In the United States, several factors have been analyzed to determine how students trade lunches. In a 2001 study with a sample of 48 first-grade students and 48 fourth-grade students, the fourth-grade students had a larger probability of trading. (Note: Two first-grade students (4%) traded, while thirteen fourth-grade students (27%) traded.) In the samples, both schools prohibited the trading of lunches . In a 2008 study from two schools in Los Angeles, Latin Americans and African Americans tended to eat food served in the schools' cafeterias; White Americans and Asian Americans tended to bring foods from home, and were "at the center of" the economy. In a 2013 study of 76 students from one school in Northern California, 47 individual exchanges were made over a three-week period, with 25 of which described as sharing. (Note: In the study, sharing was described as giving food to the recipient without the donor receiving anything in return.
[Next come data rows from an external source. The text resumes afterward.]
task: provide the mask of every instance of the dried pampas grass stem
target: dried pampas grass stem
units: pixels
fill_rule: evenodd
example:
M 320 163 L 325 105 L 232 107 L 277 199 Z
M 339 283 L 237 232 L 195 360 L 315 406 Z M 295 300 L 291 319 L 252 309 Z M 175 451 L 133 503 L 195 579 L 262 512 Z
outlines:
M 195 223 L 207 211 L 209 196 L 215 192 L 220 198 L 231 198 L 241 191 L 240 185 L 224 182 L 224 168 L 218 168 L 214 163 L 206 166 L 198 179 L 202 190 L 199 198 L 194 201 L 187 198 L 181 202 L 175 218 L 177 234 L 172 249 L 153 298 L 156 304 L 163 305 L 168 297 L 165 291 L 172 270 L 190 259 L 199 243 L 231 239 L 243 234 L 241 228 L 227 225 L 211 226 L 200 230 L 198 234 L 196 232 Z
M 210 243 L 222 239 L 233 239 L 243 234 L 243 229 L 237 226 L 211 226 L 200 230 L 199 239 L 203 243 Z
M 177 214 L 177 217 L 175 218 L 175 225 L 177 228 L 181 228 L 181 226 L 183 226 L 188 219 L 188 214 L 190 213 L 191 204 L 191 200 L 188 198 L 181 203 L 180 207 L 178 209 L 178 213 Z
Of the remaining 22 exchanges, 20 were described as stealing (forcibly taking food) and 2 were described as trading (exchanging one food for another).) Students who were either female or obese traded more frequently than male or non-obese students, and ended up with more food than what they initially had.

==Similar concepts==
A similar Israeli concept, known as kibbudim (כיבודים; ), is when a group of children negotiate a "normal[ly] size[d]" bite of a food item. Then, the food is shared throughout the group, leaving about half of the food item for the donor.